A number of domestic factors have played an
important role in India's growth slowing down quite sharply, Rupa
Duttagupta, deputy chief of IMF World Economic Outlook Division, told
reporters after IMF's latest projections lowered India's growth for
fiscal 2013 to 3.8 percent.
The IMF's Fall 2013 World Economic
Outlook (WEO) expects India to gradually pick up to 5.1 percent next
year, again one percentage point lower than projected in July, but "on
the structural side, we still see investment recovery to be very slow".
"A
lot of supply-side bottlenecks, say constraints in the mining sector,
in the power sector, as well as, in general, investment sentiment has
been very weak in terms of slow project approvals," Duttagupta said.
"These
things have played a role in keeping investment still pretty subdued.

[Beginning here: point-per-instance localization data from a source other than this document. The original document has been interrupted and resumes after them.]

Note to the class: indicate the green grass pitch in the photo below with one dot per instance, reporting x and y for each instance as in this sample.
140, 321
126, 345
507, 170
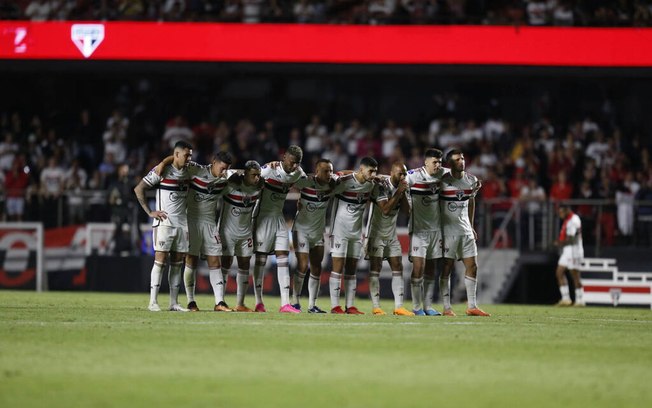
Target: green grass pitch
107, 350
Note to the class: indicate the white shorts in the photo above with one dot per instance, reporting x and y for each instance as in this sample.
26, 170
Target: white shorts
204, 239
428, 245
375, 247
231, 245
305, 241
345, 247
571, 257
170, 239
271, 235
15, 205
460, 247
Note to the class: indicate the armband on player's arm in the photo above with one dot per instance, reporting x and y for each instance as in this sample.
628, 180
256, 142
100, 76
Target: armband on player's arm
165, 162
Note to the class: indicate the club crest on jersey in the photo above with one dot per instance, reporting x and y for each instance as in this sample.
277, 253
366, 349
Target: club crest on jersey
87, 37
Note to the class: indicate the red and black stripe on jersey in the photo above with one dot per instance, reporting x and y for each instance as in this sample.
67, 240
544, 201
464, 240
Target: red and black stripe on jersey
456, 195
276, 186
425, 188
310, 194
241, 201
173, 185
201, 186
353, 197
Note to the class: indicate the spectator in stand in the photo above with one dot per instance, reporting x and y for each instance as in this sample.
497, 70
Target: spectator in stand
16, 182
316, 134
52, 187
516, 183
391, 135
8, 150
532, 196
177, 130
38, 10
335, 153
598, 148
369, 145
625, 194
563, 14
75, 182
114, 138
561, 189
586, 211
607, 220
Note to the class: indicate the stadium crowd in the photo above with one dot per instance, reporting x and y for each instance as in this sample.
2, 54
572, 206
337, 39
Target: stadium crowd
625, 13
48, 158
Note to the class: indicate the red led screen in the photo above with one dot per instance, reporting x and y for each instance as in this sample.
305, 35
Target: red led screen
295, 43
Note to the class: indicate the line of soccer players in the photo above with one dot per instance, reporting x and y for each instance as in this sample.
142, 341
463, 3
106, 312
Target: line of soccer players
440, 201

Also, given much tighter monetary conditions, given the higher
inflation, higher interest rates have played a role in keeping
consumption demand pretty subdued," she said.
But Duttagupta
noted "more recently the exchange rate has depreciated significantly in
real effective terms, and agricultural production is also undergoing a
strong rebound".
"So, built on these factors and high-frequency
indicators show that even investment growth is picking up, we expect
growth to pick up next year."
Noting that risks of higher capital
outflows once unconventional policies unwind are always there, Dasgupta
said, it was very important for India and Indonesia "to sort of
maintain the credibility on both their monetary and fiscal policies".
The
central banks of both countries in recent months have raised their
interest rates given higher inflation "which helps because inflation is
still very high in both countries", she said.
"For India, also,
an important priority would be to make sure that the fiscal deficit
target for the FY2013 budget is maintained even if additional measures
are needed," Duttagupta said.
Olivier Blanchard, Economic
Counsellor and Director of the Research Department, also stressed the
need for urgent structural reforms "from rebalancing toward consumption
in China to removing barriers to investment in India or Brazil."